To demonstrate the patch, I created a simple test harness in C# and attempted to parse a string containing CRLF characters. The output of this is shown below. Notice that when the patched method is called and AllowUnsanitizedWSDLUrls is set to false, the string is now encoded.

When investigating how to exploit this vulnerability I created a test harness in order to test code execution outside of Office. I used JScript along with the GetObject method for this, however you could use soapsuds.exe. This was tested with the WSDL file from the malware sample to investigate how it worked and confirm the vulnerability.

Once I had the exploit working with GetObject, I simply modified the rels file as shown previously to include a soap moniker, in the form of "soap:wsdl=".

Confusion with variants

After I created the exploit, I uploaded it to Virus Total (as I had done with previous samples) and had some surprising results. It turned out be detected by only one AV engine, and was falsely identified as CVE-2017-0199. Another sample I uploaded also appeared to be tagged as CVE-2017-0199. This seems understandable due to the similarities it shared with the previous exploit(s), however there is some concern that this may lead to confusion, or in the worst case lead to newly discovered moniker exploits being missed due to being written-off as the an older, patched vulnerability.

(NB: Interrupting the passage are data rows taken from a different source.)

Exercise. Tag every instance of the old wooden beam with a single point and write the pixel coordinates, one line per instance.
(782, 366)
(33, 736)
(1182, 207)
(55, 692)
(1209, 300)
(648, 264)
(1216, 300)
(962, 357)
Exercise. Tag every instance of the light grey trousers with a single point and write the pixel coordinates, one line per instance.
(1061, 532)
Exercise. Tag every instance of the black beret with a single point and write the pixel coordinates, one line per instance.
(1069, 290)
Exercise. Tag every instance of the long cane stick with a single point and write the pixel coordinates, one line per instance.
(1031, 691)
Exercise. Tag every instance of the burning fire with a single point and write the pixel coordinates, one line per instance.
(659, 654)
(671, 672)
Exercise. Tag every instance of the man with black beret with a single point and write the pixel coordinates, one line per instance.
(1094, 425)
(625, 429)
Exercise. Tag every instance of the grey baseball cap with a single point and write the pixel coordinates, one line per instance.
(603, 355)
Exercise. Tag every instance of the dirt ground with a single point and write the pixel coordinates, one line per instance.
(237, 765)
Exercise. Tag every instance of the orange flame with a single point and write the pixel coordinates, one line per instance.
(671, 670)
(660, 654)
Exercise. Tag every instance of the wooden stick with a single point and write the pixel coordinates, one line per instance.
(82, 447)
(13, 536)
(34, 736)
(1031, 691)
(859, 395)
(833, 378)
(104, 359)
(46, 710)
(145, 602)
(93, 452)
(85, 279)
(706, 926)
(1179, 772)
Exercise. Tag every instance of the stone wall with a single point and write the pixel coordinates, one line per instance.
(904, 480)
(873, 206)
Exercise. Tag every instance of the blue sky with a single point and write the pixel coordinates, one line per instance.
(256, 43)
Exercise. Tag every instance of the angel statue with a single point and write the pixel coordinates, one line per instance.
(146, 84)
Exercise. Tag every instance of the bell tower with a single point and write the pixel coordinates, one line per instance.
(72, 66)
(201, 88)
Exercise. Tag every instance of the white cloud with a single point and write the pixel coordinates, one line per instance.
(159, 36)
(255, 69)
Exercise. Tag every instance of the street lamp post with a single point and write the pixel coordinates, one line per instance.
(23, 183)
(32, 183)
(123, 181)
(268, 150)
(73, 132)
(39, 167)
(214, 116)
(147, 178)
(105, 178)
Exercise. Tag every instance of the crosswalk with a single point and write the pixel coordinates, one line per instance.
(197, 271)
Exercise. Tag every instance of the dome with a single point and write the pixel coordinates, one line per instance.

Testing the SOAP Moniker PPSX Exploit

First start up a web-server locally, in the same folder as the exploit files:

python -m SimpleHTTPServer 80

Now open the exploit.ppsx file. If all goes well, you should see PowerPoint fetch both logo.png and w00t.hta from your local file-server, and calc.exe will be run.


Bonus - CSV exploit

After posting about the PPSX exploit on Twitter, Jacob Soo reached out to me and suggested that I try exploiting the vulnerability in Microsoft Excel. I gave it a try and sure enough, he was right - I was able to pop a calc.exe with a single prompt.

This is interesting, as previously pointed out - CSV (and SLK files) do not trigger protected mode. This means that the number of prompts presented to a user when sent either an RTF, PPSX or CSV/SLK file from an internet location are exactly the same (due to the former triggering protected view). Furthermore, due to being plain-text and usually relatively innocuous, CSV files often sail through perimeter defenses (such as web-proxies or email spam filters).

Triggering the vulnerability in Excel

Exploiting this bug in Excel is as simple as including a link to the WSDL file. Note that in the below example, we are using the ProgID "GC" (simply because it was the shortest one I could find), however this can be any valid ProgID in order to activate the moniker.

=GC|'soap:wsdl= '!''''


Saving the above string as CSV is enough to exploit the vulnerability - short enough to Tweet! Further, due to it's shortness it is harder (though obviously not impossible) to create detection signatures, and thus I feel it is worthy of highlighting to defenders so that Excel based attacks can be identified going forward.



Microsoft released a patch for this vulnerability on 12/09/2017.

Yara Rules

Some Yara rules for CVE-2017-8759 variants have been published by Florian Roth and Security Doggo.

I've also created:

  • CVE_2017_8759_CRLF.yara, which should detect attempts to trigger the vulnerability with a WSDL file with an address location containing a CRLF sequence.
  • generic_OOXML_ppaction_ole.yara, which should detect OOXML documents containing an OLE verb of 0 (the default action), indicating that further analysis may be required.
  • CVE_2017_8759_PPSX.yara, which should detect OOXML documents containing a WSDL moniker string.